The fact that tumor cells and stem cells share many properties has been known for quite some time. The ability of adult stem cells or cancer stem cells to divide and generate both new stem cells (called self-renewal) as well as specialized cell types (called differentiation) is the key to maintaining healthy tissues, and to keep tumors growing indefinitely in the case of cancer stem cells.
There’s a major difference, though. “Although normal stem cells show significant stem cell renewal, they are usually not associated with uncontrolled cell proliferation when they reside within their normal environment or niche. Cancer stem cells, however, are not equally responsive to environmental cues that repress uncontrolled cell proliferation of the stem cells,” explains Zucchi.
When grown in culture dishes, LA7 cells act just like normal stem cells and, when prodded with appropriate cues, differentiate into all the cell lineages found in the mammary gland. Given enough time, the cells form complex, three-dimensional structures resembling the milk-producing alveoli and ducts in normal breast tissue and start to produce milk proteins.

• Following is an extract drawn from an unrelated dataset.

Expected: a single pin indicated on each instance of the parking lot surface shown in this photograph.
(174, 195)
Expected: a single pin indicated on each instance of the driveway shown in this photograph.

To assess the cells’ tumorigenic potential, the researchers injected the cells into the breast tissue of female mice. Unable to respond to conditions that prevent normal stem cells from spinning out of control, even a single LA7 cell started to form tumors. “If tumor induction was dependent on injecting more than one cell, it would be difficult to determine whether cells that appear to be resistant to these conditions are simply cell types different from cancer stem cells,” Zucchi says. “But since we start with a single cancer stem cell for injection, we know that the resistance must derive from the original cancer stem cell.”
Researchers from the ITB-CNR in Milan, Italy, the Istituto dei Tumori Genova, Italy, and the Max Planck Institute in Münster, Germany, contributed to this study. The work was supported in part by grants from the Fondazione CARIPLO, Italy-USA Project Partnership N.527 B-B7 and FIRB RBIN04CBSM_000 RBIP0695BB_003.
The Salk Institute for Biological Studies in La Jolla, California, is an independent nonprofit organization dedicated to fundamental discoveries in the life sciences, the improvement of human health and the training of future generations of researchers. Jonas Salk, M.D., whose polio vaccine all but eradicated the crippling disease poliomyelitis in 1955, opened the Institute in 1965 with a gift of land from the City of San Diego and the financial support of the March of Dimes.